The yen stayed in tight range after the release of a considerable volume of data Friday. The inflation outlook showed improvement in Japan, as indicated in the April CPI data. Deflation improved slightly with core CPI falling -0.4% yoy, easing from a -0.5% yoy decline in March. CPI excluding food and energy added 0.3% mom. Overall CPI slipped -0.7% yoy, following a previous -0.9% drop. The improvement was driven by a lesser drop in fresh food prices which fell -7.9% following a -11.5% decline the prior month. The May Tokyo CPI, the leading indicator of Japan's inflation, showed a 0.1% yoy rise (or 0.3% mom) in core CPI.
Industrial production data was also encouraging with the April IP figure unexpectedly rising 1.7% mom. This was the 5th consecutive monthly gain. Inventories climbed 0.6% mom, the second monthly rise in a row, following 7 consecutive declines. Inventory-shipment ratio gained 0.5% mom, the first increase in 7 months.

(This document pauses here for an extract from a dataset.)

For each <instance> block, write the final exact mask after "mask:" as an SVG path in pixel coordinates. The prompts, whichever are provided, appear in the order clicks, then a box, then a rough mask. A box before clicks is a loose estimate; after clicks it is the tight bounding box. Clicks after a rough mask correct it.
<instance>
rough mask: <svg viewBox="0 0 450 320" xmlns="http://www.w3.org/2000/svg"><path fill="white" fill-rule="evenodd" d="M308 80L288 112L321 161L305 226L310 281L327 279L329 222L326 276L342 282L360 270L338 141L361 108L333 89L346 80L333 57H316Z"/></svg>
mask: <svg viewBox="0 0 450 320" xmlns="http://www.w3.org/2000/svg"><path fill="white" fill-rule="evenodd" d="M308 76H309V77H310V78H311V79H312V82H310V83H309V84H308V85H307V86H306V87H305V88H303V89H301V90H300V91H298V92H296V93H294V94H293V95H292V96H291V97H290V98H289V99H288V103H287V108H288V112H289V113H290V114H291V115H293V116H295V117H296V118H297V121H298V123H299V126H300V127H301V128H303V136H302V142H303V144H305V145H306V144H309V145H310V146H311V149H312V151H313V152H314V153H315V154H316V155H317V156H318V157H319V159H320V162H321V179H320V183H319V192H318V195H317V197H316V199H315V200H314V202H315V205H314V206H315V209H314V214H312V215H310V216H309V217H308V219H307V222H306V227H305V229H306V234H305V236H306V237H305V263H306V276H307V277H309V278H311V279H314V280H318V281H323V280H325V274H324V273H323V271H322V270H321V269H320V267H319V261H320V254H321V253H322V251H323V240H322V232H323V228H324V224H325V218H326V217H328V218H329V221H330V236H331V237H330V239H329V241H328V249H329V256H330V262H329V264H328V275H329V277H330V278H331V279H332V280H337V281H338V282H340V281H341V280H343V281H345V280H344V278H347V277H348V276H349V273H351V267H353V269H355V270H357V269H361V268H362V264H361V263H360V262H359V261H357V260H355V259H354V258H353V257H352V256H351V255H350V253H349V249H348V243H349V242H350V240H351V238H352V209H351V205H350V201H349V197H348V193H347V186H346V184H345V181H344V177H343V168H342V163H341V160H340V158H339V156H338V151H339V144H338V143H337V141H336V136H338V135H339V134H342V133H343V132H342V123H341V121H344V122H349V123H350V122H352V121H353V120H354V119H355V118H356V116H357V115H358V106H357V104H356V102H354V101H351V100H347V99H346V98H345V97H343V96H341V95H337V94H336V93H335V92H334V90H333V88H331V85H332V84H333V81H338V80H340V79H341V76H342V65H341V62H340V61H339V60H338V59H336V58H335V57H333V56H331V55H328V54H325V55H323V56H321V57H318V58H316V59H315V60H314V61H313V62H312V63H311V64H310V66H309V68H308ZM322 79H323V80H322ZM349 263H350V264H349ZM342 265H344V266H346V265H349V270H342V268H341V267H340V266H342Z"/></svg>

Strong IP in April was driven by transport equipment which added 11.8% mom and precision instruments which soared 14.6% during the month. Other components such as electric parts &devices, glass &clay, and paper & pulp also showed a considerable improvement of more than 2%.
Data releaed by Switzerland indicated that the KOF leading indicator improved to 1.1 in May. U.K. mortgage approvals, M4, Eurozone CPI and unemployment are to be featured in the European session. Elsewhere,the dollar remain soft ahead of income and spending data. Personal income is expected to rise 0.1% in April, while spending is expected to be flat. The Fed's preferred gauge of inflation, the PCE core is expected to be slightly amended - to 1.0% yoy. The Chicago PMI is expected to improve to 50 breakeven mark in May. An additional focus will be the Canadian GDP which is expected to rise 0.1% mom in March.